The more I think and read about this, the more I see current developments as business decisions rather than animal welfare ones. I'm not as well versed in some of the intracacies regarding re-wilding as others that have commented. But with this whole Elephant story.. whilst the public lap up the idea of animals going back to the wild (from the article posted above this seems to not really be the case anyway, nor are they needed there), the organisation also quietly rids itself of a huge operating cost. Why not seek to rehome them elsewhere? I imagine there are a number of European zoos that would take them on. But then the PR result would be markedly different. I also find it weird that an individual so apparently against the idea of zoos is also creating boutique, expensive 'experiences' at one of his sites.
 
A quick check on Damian's Twitter reveals something interesting - he follows Born Free, Freedom for Animals and multiple animal rights/anti-zoo groups.

This means either Damian's deliberately drank the animal rights Kool-Aid or is pretending he did. Either way, with the inquiry looking into his charity for misappropriation of funds, I think his days are numbered.

Also, the Howletts rewilding programme actually validates the captive breeding of elephants, not refutes it - one of the principal arguments against elephants in captivity is that captive-bred elephants will never be reintroduced into the wild and/or such an endeavour is doomed to failure.
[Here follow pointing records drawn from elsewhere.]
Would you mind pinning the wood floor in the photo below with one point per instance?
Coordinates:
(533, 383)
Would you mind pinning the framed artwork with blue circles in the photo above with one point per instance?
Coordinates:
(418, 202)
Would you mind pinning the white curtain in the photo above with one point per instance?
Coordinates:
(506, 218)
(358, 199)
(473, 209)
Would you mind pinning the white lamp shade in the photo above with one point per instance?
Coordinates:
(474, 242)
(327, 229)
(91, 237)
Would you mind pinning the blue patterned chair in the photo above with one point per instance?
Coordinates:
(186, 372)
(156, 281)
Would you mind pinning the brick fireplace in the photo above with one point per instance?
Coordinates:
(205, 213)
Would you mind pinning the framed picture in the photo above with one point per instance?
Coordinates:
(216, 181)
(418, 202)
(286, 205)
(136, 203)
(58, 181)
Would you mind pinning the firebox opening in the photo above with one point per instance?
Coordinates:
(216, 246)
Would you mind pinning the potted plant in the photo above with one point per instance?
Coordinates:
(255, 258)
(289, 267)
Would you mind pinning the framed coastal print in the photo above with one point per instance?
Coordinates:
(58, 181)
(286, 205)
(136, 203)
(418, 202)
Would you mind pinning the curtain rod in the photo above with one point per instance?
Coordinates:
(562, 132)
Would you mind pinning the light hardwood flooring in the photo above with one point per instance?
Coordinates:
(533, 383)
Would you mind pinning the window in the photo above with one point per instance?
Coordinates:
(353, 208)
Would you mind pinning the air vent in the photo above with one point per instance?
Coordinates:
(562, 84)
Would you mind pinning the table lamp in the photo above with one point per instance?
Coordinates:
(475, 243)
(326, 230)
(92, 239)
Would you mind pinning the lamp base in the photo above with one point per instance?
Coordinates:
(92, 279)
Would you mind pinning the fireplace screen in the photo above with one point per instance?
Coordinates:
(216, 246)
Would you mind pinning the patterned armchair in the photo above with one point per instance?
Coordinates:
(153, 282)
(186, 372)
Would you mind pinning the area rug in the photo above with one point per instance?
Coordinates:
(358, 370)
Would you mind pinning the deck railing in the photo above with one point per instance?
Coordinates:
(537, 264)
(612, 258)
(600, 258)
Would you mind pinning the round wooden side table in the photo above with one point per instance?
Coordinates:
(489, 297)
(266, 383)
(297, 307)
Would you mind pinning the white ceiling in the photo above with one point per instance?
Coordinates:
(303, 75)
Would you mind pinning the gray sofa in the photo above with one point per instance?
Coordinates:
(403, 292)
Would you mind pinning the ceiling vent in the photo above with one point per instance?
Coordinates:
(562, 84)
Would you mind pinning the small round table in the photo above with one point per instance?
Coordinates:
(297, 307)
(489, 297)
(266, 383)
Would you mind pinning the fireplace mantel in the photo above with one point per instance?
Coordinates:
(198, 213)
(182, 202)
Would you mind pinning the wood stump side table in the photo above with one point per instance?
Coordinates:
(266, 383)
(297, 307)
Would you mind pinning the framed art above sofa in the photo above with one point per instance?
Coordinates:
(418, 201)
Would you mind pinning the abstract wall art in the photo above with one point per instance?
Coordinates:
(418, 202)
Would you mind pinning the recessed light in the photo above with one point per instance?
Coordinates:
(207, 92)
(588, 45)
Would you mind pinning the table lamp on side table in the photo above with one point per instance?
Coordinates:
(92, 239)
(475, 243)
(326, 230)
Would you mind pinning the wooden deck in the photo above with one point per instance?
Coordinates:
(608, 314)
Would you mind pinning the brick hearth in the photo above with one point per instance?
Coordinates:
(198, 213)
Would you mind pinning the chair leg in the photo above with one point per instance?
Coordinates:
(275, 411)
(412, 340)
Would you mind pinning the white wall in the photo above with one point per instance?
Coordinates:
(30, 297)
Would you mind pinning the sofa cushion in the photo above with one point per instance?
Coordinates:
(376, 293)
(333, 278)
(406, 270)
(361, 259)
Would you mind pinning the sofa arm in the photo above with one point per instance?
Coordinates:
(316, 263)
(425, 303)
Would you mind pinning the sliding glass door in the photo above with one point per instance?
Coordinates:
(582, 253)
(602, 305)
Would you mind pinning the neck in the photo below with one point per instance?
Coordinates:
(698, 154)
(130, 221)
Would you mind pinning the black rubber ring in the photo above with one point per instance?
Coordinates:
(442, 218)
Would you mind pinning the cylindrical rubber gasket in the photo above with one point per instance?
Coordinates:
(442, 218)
Except... didn't Howletts do that - and provide a framework for others in the future?


The narrative that he was conveying when he came on this site and started the thread seemed to suggest that he had once believed in his father's approach / philosophy regarding ex-situ Conservation in the parks but had lost faith.

He seemed to be framing that narrative of loss of faith as a conclusion that dawned on him over time when he began to look at and question the Conservation output of zoos and contradictions in practice.

He initially kept mentioning things such as inbreeding depression within zoo animal species populations and hybridisation and disease.

But despite many of us asking for examples of this ( I was particularly interested in hearing of examples of evidence of hybridisation for example because of my work) he just wasn't prepared to provide any concrete evidence or to entertain the possibility that zoo captivity can in many circumstances be a provisional strategy to help avoid those kind of problems occuring in the first place.

Again there are grains of truth in his argument that zoos are not doing enough for conservation and that some species are better conserved in-situ and that we should critically examine zoos roles and functions (which isn't to say ban them as he suggests) and personally I just don't think we can avoid the need to critically examine these wider issues or afford the consequences of not having done so.

However there just didn't appear to be any room for nuance or compromise within his argument or that he had considered the case of smaller taxa (it seems that he was mainly centering the argument around megafauna).

I would tend to give him the benefit of the doubt and say that my own impression is that Damian genuinely was once a believer in zoos but that for whatever reason he lost faith and in the process gained a new faith (or was influenced by someone with these ideas) in animal rights which has a stark / austere black and white world view and no shades of grey.